COVID-19 kapanmaları ve yarı iletken ve kablo demeti eksikliği 2020 ile 2022 yılları arasında otomobil üretimini yavaşlatmıştı. O dönemde talep arzı aşmış, üretici şirketler de yüksek fiyatlar talep edebilmiş ve kısa süreli pandemi ödeneklerin yardımıyla üretim kayıplarını telafi edebilmişti.

Pandeminin ardından, tedarik zincirlerinin de artık büyük ölçüde sağlam olduğu düşünülüyordu. Bu nedenle sektör 2023 yılı için üretimde güçlü bir toparlanma bekliyordu. Fakat son veriler, bu beklentinin fazla iyimser olduğuna işaret ediyor.

Çin rekabeti Almanların dengesini bozdu

Otomotiv sektöründeki yeni oyuncu Çin’in Avrupa pazarına hızlı girişi de Almanya’yı düşündürüyor. Geçen Ekim ayında Alman araç kiralama şirketi Sixt’in yaptığı bir anlaşma Almanları endişelendirmişti: Sixt, Avrupalı ya da Alman bir şirketle değil, Çinli otomobil üreticisi BYD ile önümüzdeki yıllarda 100.000 elektrikli otomobilin satın alınmasını içeren bir anlaşma imzaladı.

BYD ve NIO gibi Çinli otomobil üreticilerinin araçlarını Avrupa pazarlarında satmaya başladığına dair haberler, Alman üreticilerin geleceğine ilişkin soru işaretlerini daha da artırdı. Örneğin Almanya’nın en büyük bulvar gazetesi BILD, geçen Mayıs ayında, yeni tedarikçilerin hızla artan pazar paylarına atıfta bulunarak, “Çin otomobilleri Avrupa’ya akın ediyor,” manşetini atıyordu.

Çin’deki elektrikli otomobil pazarına hakim ilk 10 firma arasında da hiç Alman şirket yok.

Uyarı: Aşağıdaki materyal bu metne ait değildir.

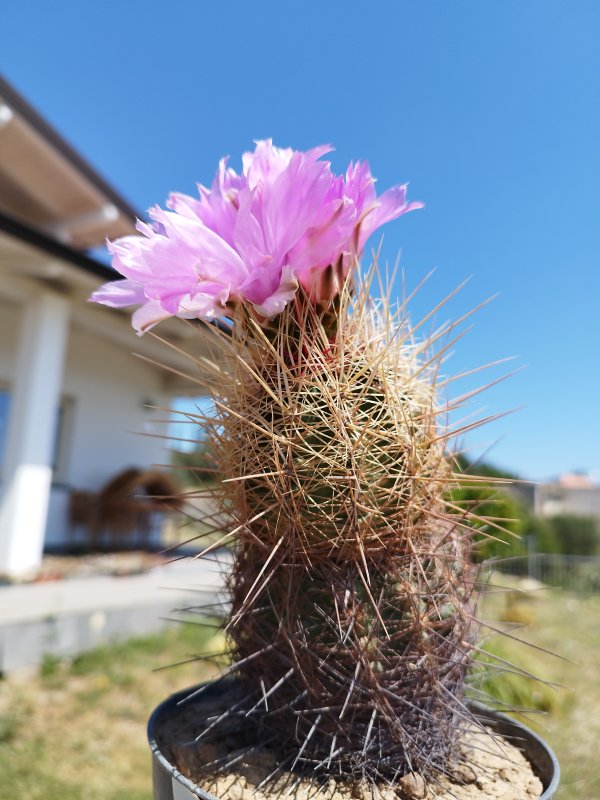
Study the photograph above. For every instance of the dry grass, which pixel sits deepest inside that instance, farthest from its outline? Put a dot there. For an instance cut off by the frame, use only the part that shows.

Dünyanın en büyük otomotiv pazarında Alman şirketlerin payı hâlâ yüzde 19, ama iş elektrikli araçlara gelince bu oran yüzde 5 civarında.

Nitekim Alman Mühendisler Birliği (VDI) tarafından yapılan ve 25 Mayıs’ta yayınlanan bir ankette, Almanların %55’inin ‘10 ya da 15 yıl içinde en iyi otomobillerin hala Almanya’dan çıkacağını’ düşünmedikleri ortaya çıktı.

Sadece %12’lik bir kesim kesin olarak böyle düşündüğünü söylerken, %33’ü kesin olmamakla birlikte bunun muhtemel olduğuna inandığını belirtti.

İçeriye ve dışarıya yatırımlar arasındaki makas açılıyor

İmalat sanayisindeki düşüş, yavaşlayan tüketici harcamaları ve zayıf ihracat artışı, yüksek enflasyon ve artan borçlanma maliyetleri ile birleşerek Alman ekonomisinin son iki çeyrekte küçülmesine neden oldu.

Buna bir de yatırım sorunları ekleniyor. Köln merkezli Alman Ekonomi Enstitüsü, OECD verilerine dayanarak, 2022 yılında Alman şirketlerinin yurt dışına yaptığı yatırımlar ile ülkeye yapılan ticari yatırımlar arasındaki farkın kayıtlardaki en büyük fark olduğunu söyledi.

Almanya’nın ticari yatırım çekme kabiliyeti geçen yıl büyük bir düşüş yaşadı. Dışarıya 135 milyar avrodan fazla doğrudan yabancı yatırım (FDI) giderken ülkeye sadece 10,5 milyar avro FDI girdi.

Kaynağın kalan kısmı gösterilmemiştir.